Promising startups often focus extensively on product development, funding and marketable aspects while ignoring incentives structures to attract and retain talent. However, skilled employees remain the backbone of innovative companies. Despite strong vision, lacking competitive compensation packages, equitable stock option plans, bonuses, insurance coverage and advancement avenues leads to substandard hires. 

  1. Failing to Plan Ahead

Entrepreneurs often register companies in haste without concrete business plans in place targeting milestones for the next few years. However lack of planning reflecting in unclear priorities, absence of budgets, arbitrary decision making causing haphazard resource allocation. 

How can Whizseed help?

Whizseed specialises in simplifying company registration processes and compliances for entrepreneurs across India. Our experienced team of professionals ensures cost-effective, timely, and fully compliant registration supported by comprehensive post-registration services. 

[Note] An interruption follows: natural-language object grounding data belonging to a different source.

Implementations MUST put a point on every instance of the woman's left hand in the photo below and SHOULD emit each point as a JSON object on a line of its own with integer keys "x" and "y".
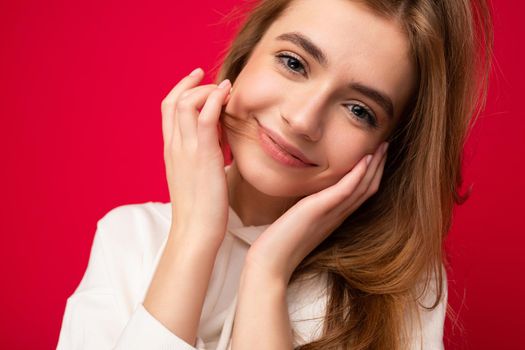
{"x": 284, "y": 244}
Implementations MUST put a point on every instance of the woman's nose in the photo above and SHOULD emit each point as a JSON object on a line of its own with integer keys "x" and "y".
{"x": 305, "y": 119}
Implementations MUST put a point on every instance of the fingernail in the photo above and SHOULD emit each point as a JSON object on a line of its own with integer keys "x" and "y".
{"x": 224, "y": 83}
{"x": 196, "y": 71}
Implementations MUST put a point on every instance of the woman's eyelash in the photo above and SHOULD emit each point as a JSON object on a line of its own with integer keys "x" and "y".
{"x": 370, "y": 119}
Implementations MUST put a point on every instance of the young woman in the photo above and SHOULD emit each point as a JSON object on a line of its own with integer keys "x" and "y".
{"x": 313, "y": 237}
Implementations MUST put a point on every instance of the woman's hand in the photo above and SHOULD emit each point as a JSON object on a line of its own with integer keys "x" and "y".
{"x": 282, "y": 246}
{"x": 194, "y": 159}
{"x": 199, "y": 197}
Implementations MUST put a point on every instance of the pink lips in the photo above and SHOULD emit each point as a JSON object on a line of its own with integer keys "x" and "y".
{"x": 282, "y": 151}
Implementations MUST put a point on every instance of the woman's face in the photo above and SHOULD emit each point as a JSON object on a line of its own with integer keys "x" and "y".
{"x": 329, "y": 78}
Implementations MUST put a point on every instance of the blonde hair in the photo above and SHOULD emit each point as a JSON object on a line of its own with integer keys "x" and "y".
{"x": 388, "y": 253}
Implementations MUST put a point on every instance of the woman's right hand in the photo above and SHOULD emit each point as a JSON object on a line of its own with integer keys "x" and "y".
{"x": 194, "y": 159}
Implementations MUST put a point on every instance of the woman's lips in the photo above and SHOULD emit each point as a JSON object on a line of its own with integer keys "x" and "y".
{"x": 280, "y": 151}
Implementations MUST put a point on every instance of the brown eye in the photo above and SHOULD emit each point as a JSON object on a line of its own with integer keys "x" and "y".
{"x": 362, "y": 114}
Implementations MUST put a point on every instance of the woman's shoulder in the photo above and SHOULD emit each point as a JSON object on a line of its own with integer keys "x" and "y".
{"x": 125, "y": 246}
{"x": 140, "y": 227}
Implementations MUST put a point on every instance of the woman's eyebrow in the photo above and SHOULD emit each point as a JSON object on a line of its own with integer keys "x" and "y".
{"x": 303, "y": 41}
{"x": 317, "y": 53}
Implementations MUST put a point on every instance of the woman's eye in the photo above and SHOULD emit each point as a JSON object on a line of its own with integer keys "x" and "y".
{"x": 291, "y": 63}
{"x": 363, "y": 114}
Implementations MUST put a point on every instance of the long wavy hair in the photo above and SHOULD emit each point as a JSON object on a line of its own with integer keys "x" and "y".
{"x": 388, "y": 256}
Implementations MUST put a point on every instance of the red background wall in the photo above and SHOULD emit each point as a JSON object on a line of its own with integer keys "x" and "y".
{"x": 80, "y": 92}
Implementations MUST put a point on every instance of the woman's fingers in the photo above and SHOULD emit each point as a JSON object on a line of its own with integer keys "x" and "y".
{"x": 169, "y": 122}
{"x": 207, "y": 133}
{"x": 187, "y": 112}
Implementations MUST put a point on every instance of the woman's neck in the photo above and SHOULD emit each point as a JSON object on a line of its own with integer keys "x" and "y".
{"x": 252, "y": 206}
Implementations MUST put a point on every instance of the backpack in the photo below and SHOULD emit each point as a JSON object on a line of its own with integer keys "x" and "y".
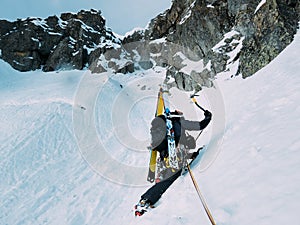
{"x": 159, "y": 135}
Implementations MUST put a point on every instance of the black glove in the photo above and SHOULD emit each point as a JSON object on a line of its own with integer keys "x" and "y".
{"x": 207, "y": 114}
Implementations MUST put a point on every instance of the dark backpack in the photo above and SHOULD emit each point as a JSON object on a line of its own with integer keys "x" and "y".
{"x": 159, "y": 135}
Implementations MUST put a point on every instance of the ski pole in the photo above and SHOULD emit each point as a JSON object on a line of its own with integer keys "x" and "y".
{"x": 201, "y": 197}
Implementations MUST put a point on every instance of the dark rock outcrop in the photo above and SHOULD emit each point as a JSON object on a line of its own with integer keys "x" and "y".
{"x": 54, "y": 43}
{"x": 213, "y": 34}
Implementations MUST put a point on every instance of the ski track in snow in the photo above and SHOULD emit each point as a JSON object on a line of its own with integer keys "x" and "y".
{"x": 254, "y": 180}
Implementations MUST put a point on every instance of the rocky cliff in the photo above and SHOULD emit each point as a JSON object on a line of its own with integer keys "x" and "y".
{"x": 213, "y": 34}
{"x": 64, "y": 42}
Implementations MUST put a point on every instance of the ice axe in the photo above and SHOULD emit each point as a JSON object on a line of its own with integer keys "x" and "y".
{"x": 196, "y": 103}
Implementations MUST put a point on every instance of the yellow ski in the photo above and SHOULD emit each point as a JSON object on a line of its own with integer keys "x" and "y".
{"x": 160, "y": 109}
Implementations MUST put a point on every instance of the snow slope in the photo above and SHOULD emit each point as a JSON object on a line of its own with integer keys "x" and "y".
{"x": 49, "y": 172}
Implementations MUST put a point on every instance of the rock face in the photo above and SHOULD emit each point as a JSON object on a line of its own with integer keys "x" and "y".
{"x": 54, "y": 43}
{"x": 213, "y": 34}
{"x": 199, "y": 25}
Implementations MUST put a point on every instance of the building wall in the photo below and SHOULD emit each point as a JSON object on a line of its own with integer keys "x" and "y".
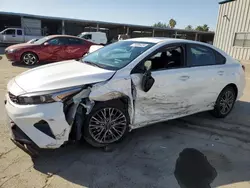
{"x": 233, "y": 17}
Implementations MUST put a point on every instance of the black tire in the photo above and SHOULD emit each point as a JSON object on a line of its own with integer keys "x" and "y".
{"x": 29, "y": 58}
{"x": 88, "y": 135}
{"x": 218, "y": 111}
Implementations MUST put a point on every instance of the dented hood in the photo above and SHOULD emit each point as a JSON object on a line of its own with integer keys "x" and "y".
{"x": 61, "y": 75}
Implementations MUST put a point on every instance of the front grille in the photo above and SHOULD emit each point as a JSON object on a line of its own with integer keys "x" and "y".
{"x": 13, "y": 98}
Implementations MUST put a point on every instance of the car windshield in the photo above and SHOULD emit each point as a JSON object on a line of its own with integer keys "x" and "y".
{"x": 42, "y": 40}
{"x": 117, "y": 55}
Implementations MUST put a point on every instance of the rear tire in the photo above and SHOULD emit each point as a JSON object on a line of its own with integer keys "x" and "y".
{"x": 29, "y": 58}
{"x": 106, "y": 124}
{"x": 224, "y": 103}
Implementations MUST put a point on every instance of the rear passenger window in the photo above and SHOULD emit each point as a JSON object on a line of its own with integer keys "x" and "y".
{"x": 220, "y": 59}
{"x": 201, "y": 56}
{"x": 74, "y": 41}
{"x": 19, "y": 32}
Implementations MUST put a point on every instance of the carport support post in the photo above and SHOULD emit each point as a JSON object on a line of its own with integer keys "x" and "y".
{"x": 63, "y": 27}
{"x": 127, "y": 31}
{"x": 196, "y": 36}
{"x": 175, "y": 34}
{"x": 97, "y": 27}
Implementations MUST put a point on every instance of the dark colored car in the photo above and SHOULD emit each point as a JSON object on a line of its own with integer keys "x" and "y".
{"x": 48, "y": 49}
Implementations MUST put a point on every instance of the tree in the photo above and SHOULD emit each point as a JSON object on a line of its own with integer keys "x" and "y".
{"x": 160, "y": 24}
{"x": 202, "y": 28}
{"x": 172, "y": 23}
{"x": 189, "y": 27}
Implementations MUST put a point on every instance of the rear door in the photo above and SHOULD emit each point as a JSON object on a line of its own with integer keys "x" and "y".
{"x": 207, "y": 75}
{"x": 19, "y": 36}
{"x": 169, "y": 96}
{"x": 76, "y": 48}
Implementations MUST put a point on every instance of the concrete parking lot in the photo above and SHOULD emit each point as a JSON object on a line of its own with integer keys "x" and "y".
{"x": 146, "y": 158}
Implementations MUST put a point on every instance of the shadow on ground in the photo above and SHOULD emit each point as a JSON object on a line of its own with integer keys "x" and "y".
{"x": 146, "y": 158}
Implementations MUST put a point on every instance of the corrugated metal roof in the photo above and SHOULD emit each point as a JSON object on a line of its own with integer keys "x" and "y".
{"x": 226, "y": 1}
{"x": 103, "y": 22}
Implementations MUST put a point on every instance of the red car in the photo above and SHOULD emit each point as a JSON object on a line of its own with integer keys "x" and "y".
{"x": 48, "y": 49}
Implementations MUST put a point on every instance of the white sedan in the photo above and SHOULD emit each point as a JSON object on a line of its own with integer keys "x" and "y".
{"x": 120, "y": 87}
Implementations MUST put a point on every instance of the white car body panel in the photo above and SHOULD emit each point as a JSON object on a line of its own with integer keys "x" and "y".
{"x": 61, "y": 75}
{"x": 175, "y": 93}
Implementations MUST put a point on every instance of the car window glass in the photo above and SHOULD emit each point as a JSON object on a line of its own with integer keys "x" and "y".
{"x": 19, "y": 32}
{"x": 10, "y": 32}
{"x": 201, "y": 56}
{"x": 58, "y": 41}
{"x": 74, "y": 41}
{"x": 171, "y": 57}
{"x": 220, "y": 59}
{"x": 88, "y": 36}
{"x": 117, "y": 55}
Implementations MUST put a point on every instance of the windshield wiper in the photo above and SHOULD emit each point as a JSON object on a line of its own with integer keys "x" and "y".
{"x": 93, "y": 64}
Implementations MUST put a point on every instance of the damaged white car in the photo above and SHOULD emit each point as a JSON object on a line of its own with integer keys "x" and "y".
{"x": 120, "y": 87}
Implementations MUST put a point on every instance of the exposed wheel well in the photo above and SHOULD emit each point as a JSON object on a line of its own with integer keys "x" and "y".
{"x": 31, "y": 53}
{"x": 124, "y": 100}
{"x": 234, "y": 88}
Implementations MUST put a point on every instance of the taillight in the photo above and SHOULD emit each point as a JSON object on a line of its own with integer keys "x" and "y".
{"x": 243, "y": 67}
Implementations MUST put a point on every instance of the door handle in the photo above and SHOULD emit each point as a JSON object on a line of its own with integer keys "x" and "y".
{"x": 183, "y": 78}
{"x": 220, "y": 73}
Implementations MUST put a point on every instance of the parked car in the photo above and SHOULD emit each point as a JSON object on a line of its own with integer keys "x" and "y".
{"x": 32, "y": 41}
{"x": 120, "y": 87}
{"x": 51, "y": 48}
{"x": 15, "y": 35}
{"x": 94, "y": 48}
{"x": 95, "y": 37}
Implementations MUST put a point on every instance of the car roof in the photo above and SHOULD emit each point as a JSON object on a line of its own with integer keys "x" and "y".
{"x": 163, "y": 39}
{"x": 166, "y": 40}
{"x": 70, "y": 36}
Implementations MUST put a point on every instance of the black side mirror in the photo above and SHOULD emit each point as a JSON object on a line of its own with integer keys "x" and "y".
{"x": 147, "y": 79}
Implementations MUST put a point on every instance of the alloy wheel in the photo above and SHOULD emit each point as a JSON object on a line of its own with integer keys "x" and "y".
{"x": 226, "y": 102}
{"x": 29, "y": 59}
{"x": 107, "y": 125}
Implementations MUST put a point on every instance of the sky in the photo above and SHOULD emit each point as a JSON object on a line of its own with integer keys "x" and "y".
{"x": 142, "y": 12}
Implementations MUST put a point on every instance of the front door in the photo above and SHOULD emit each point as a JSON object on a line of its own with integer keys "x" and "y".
{"x": 167, "y": 99}
{"x": 207, "y": 70}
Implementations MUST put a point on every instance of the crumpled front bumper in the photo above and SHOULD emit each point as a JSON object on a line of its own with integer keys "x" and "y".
{"x": 42, "y": 126}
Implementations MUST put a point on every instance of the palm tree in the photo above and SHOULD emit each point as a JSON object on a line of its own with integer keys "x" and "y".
{"x": 172, "y": 23}
{"x": 189, "y": 27}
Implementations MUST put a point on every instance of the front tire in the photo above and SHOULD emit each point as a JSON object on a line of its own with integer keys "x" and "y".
{"x": 225, "y": 102}
{"x": 29, "y": 59}
{"x": 106, "y": 124}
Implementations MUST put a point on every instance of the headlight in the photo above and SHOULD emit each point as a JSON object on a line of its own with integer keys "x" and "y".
{"x": 35, "y": 98}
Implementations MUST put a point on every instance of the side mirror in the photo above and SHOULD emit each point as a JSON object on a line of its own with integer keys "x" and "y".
{"x": 147, "y": 65}
{"x": 147, "y": 79}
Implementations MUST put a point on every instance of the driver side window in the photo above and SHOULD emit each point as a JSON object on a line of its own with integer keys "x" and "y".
{"x": 167, "y": 58}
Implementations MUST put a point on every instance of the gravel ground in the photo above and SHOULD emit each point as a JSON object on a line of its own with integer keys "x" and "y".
{"x": 146, "y": 158}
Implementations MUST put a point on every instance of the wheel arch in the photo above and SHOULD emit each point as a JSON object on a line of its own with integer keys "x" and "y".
{"x": 122, "y": 100}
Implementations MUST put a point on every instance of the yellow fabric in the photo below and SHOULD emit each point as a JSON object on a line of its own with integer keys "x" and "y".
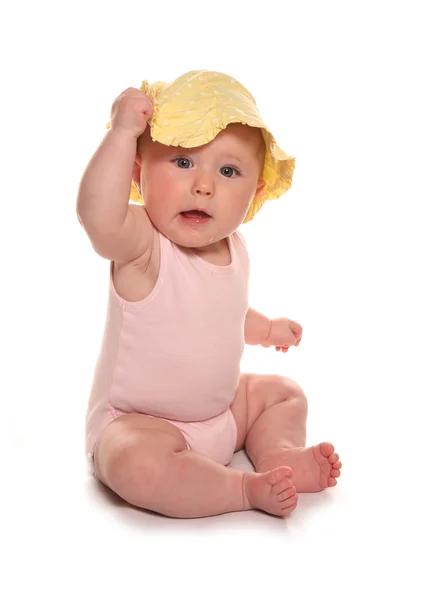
{"x": 193, "y": 109}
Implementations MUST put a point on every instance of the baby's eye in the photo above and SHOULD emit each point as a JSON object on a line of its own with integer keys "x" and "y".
{"x": 183, "y": 163}
{"x": 227, "y": 171}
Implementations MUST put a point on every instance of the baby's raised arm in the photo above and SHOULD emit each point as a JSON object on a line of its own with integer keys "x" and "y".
{"x": 117, "y": 230}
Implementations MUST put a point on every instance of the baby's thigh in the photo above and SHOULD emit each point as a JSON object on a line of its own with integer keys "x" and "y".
{"x": 134, "y": 443}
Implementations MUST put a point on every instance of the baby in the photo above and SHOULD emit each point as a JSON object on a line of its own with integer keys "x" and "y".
{"x": 168, "y": 405}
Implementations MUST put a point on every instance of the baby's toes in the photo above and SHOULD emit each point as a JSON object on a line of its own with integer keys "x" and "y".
{"x": 290, "y": 492}
{"x": 333, "y": 458}
{"x": 289, "y": 503}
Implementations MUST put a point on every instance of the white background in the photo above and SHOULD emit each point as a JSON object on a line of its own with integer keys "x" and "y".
{"x": 342, "y": 252}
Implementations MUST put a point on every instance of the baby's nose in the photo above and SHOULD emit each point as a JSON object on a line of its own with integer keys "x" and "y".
{"x": 203, "y": 192}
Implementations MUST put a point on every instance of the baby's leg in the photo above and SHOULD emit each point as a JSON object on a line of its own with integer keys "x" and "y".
{"x": 146, "y": 462}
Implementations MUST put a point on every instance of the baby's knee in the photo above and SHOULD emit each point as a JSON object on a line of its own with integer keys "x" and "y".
{"x": 126, "y": 466}
{"x": 293, "y": 390}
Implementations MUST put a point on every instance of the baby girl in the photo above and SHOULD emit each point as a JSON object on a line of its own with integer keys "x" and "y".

We guide startups through local business laws and help implement best practices related to accounting, taxes, documentation, and corporate governance. Partnering with Whizseed reduces registration and compliance burdens entrepreneurs face when founding new ventures.

Final Thoughts

Compliance with legal requirements is key to success for small business startups. Failure to comply may cause the government to impose penalties that far exceed the amount. Therefore, unlawful actions should be avoided, and competent personnel will assist entrepreneurs when it is required. Entrepreneurs can gain a good advantage if they avoid those common mistakes and follow the recommendations listed in this article. This increases their chances not to fail with company registration in India.